On Wed, Jan 19, 2011 at 3:33 AM, Aryeh Gregor Simetrical+wikilist@gmail.com wrote:
On Wed, Jan 19, 2011 at 3:59 AM, Anthony wikimail@inbox.org wrote:
Why isn't this being used for the dumps?
Well, the relevant code is totally unrelated, so the question is sort of a non sequitur.
No, the question is why the relevant code is totally unrelated. Specifically, I'm talking about the full history dumps.
If you mean "Why don't we have incremental dumps?"
No, that's not the question. The question is why are you uncompressing and undiffing (from DiffHistoryBlobs) only to recompress (to bz2) and then uncompress and recompress (to 7z) when you can get roughly the same compression by just extracting the blobs and removing any non-public data.

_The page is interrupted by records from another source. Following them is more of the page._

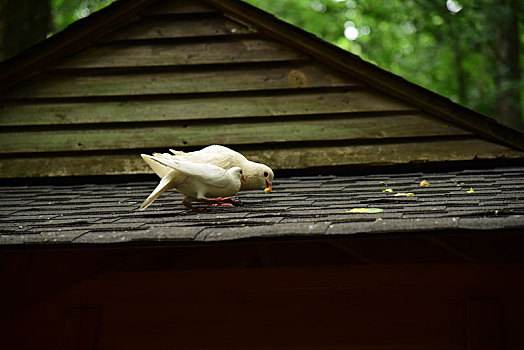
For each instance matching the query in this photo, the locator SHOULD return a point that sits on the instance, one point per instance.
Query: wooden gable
(186, 74)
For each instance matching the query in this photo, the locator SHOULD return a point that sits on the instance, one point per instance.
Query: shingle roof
(312, 207)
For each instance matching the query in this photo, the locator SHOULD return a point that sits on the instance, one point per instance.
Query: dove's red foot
(192, 209)
(220, 204)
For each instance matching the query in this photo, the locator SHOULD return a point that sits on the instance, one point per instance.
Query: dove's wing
(160, 169)
(206, 173)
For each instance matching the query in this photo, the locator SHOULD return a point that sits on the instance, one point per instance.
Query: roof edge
(375, 76)
(74, 38)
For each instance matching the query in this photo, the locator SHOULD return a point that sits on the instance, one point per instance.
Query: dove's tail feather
(176, 153)
(165, 184)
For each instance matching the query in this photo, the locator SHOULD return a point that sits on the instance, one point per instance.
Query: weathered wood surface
(174, 81)
(128, 162)
(181, 53)
(171, 28)
(95, 137)
(203, 107)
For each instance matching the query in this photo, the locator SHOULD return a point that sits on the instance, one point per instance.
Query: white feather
(257, 175)
(196, 181)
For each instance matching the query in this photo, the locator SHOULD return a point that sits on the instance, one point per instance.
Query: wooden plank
(378, 78)
(384, 154)
(119, 162)
(175, 81)
(181, 53)
(171, 28)
(207, 107)
(182, 134)
(179, 7)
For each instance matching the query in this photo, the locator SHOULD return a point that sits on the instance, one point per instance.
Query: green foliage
(445, 46)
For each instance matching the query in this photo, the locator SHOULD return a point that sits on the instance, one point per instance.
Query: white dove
(257, 175)
(199, 182)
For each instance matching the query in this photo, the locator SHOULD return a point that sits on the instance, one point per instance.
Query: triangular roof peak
(297, 63)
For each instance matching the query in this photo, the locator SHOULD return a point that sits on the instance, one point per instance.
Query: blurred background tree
(470, 51)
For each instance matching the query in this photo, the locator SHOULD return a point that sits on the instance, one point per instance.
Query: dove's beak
(268, 187)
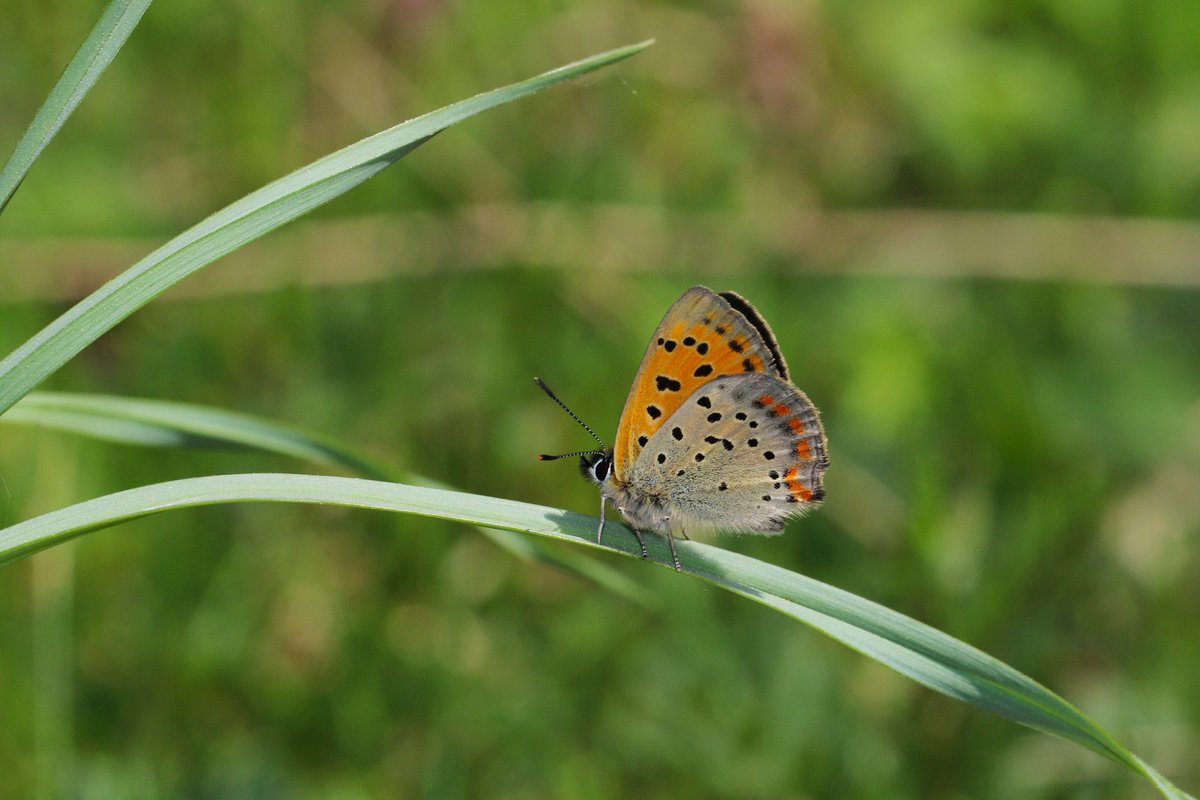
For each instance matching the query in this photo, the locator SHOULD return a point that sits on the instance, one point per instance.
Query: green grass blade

Or, if it's easier, continue to uncompress (in gz) and undiff then rediff and recompress (in gz), as that will be much much faster than compressing in bz2.
You'll also wind up with a full history dump which is *much* easier to work with. Yes, you'll break backward compatibility, but considering that the English full history dump never finishes, even if you just implemented it for that one it'd be better than the present, which is to have nothing.
I'm assuming the answer is (as usual in software development) that there are higher-priority things to do right now.
And there are lots of lower-priority things that are being done. And lots of dollars sitting on the sidelines doing nothing.